The data is providing some temporary respite from a steadily deteriorating demand backdrop. A 7-day moving average of worldwide commercial flights declined to the lowest since mid-August, according to Flightradar24, a website that tracks flights in real time. That came after several top trading houses said a meaningful recovery in oil demand may take 18 months or more.
After some sharp price swings in early September, crude is now back in the same range as the previous few months and, given the demand weakness, the risks look tilted to the downside. Some European governments are reimposing lockdown measures to rein in a resurgent coronavirus, while in the U.S. it’s uncertain if there will be any more fiscal stimulus before the election.
“Demand remains steady at much lower levels than 2019, meaning that prices are unlikely to move higher in this environment,” said Jeffrey Halley, a senior market analyst at Oanda Asia Pacific. Concern over falling consumption in Europe due to restrictions on movement is also damping sentiment, he said.
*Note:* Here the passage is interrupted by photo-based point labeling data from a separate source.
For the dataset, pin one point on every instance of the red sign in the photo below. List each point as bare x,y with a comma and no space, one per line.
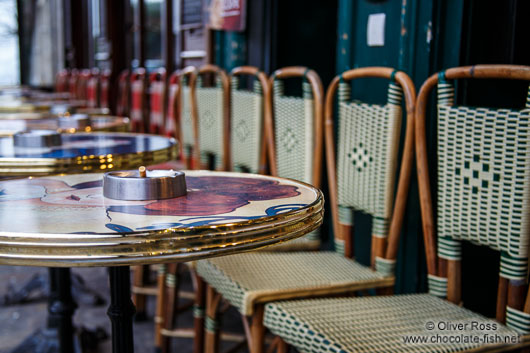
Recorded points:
228,15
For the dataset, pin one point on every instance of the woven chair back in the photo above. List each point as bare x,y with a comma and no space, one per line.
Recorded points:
61,81
483,193
138,102
187,106
172,109
363,159
296,129
157,99
247,109
92,89
368,142
122,104
212,113
104,89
Brent’s six-month timespread was $2.11 a barrel in contango — where prompt prices are cheaper than later-dated ones — from $2.41 a week earlier. The change in the market structure shows concern over a glut may have eased.
There’s also downward price pressure coming from the supply side, with Libyan output being restored. The North African country is now pumping around 300,000 barrels a day, up from 80,000 at the start of September. In a rare positive for oil prices, meanwhile, a strike at Norway’s biggest oil field could disrupt more than a quarter of the country’s crude production.
The drop in flights, partially caused by the end of the northern summer, is causing problems for refiners as they struggle with a glut of middle distillates. If demand for aviation fuel falls further this quarter, it could lead to more diesel over-supply and force a slowdown in refining activity.